In particular, CARD strictly regulates late fees and interest-rate hikes on delinquent debtors.
Congress, the White House and most of the news media describe CARD as “pro-consumer.” At first glance this description seems accurate. After all, don’t consumers benefit when the fees and interest rates they must pay are reduced?
Although the answer to this question is “yes,” this isn’t the correct question.
The correct question is, “Don’t consumers prefer to have the option of paying higher fees and interest rates if the alternative is having no access to credit at all?”
Not everyone is financially careful or responsible. Traditionally, credit-card issuers dealt with this fact not by refusing to lend to consumers with poor credit scores but, instead, by using an ingenious approach that helps both those consumers with poor credit scores as well as the banks that lend to them. That approach is to charge delinquent customers significant fees for late payments and to raise interest rates on delinquent balances.
These fees and higher interest rates might seem harsh, but they do two things to keep banks lending to people who would otherwise lose access to credit.
First, the prospect of penalty fees and higher interest rates gives borrowers stronger incentives to pay on time. So some people who might otherwise slip into financial irresponsibility are motivated to behave responsibly to avoid these extra charges.
Second, these penalty charges compensate lenders for the greater risks of lending to consumers with poor credit histories. Chances of default for borrowers with histories of late payments are higher than for borrowers who regularly pay on time. So it’s more costly to lend to late payers than to on-time payers.
By restricting lenders’ abilities to charge late fees and to raise interest rates, CARD denies lenders a chief means of encouraging customers to pay on time.
Like so many other statutes sold as being “pro-consumer,” CARD hurts consumers, especially low-income consumers.
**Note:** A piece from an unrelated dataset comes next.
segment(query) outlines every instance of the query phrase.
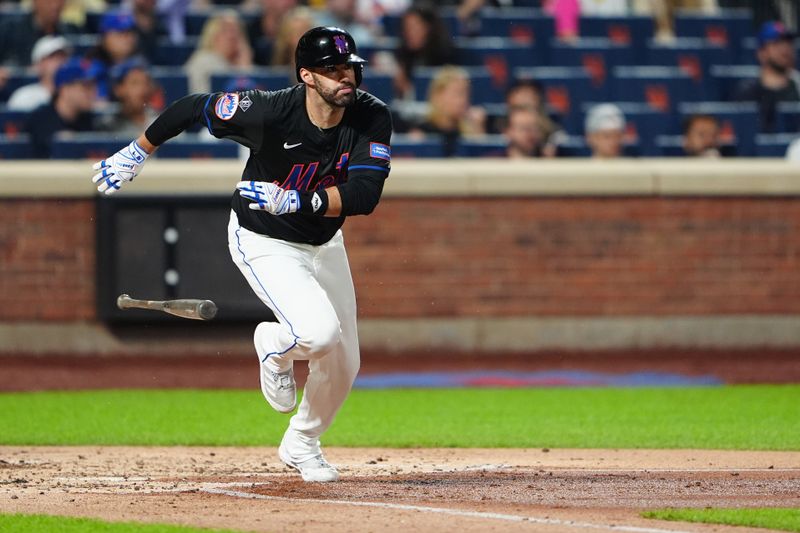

As obvious as this truth is, many politicians don’t get it. They cling to their faith that regulations never create incentives for people to do what politicians don’t want people to do. Politicians don’t want lenders to cut back on lending to high-risk customers, so politicians exercise blind faith that their legislation will not prompt lenders to act in this way.
Curiously, though, politicians aren’t so naive when it comes to taxes.
If politicians were as naive about taxes as they are about the consumer-credit industry, Congress and the White House would demand that the IRS treat delinquent taxpayers with much greater kindness — say, by reducing fees and interest charges for late payment of taxes, and by eliminating jail time as a punishment for tax evasion.
If regulations create no incentives for people to act in ways that politicians dislike, restricting the IRS’s ability to penalize delinquent taxpayers would cause no rise in tax evasion and delinquencies. Revenue collected by the IRS would be unaffected.
So the fact that the IRS continues to punish delinquent taxpayers with fines and penalties far greater than any ever dreamed of by credit-card issuers suggests that when it comes to revenues that hit close to home — taxes — politicians do, in fact, understand something about economics.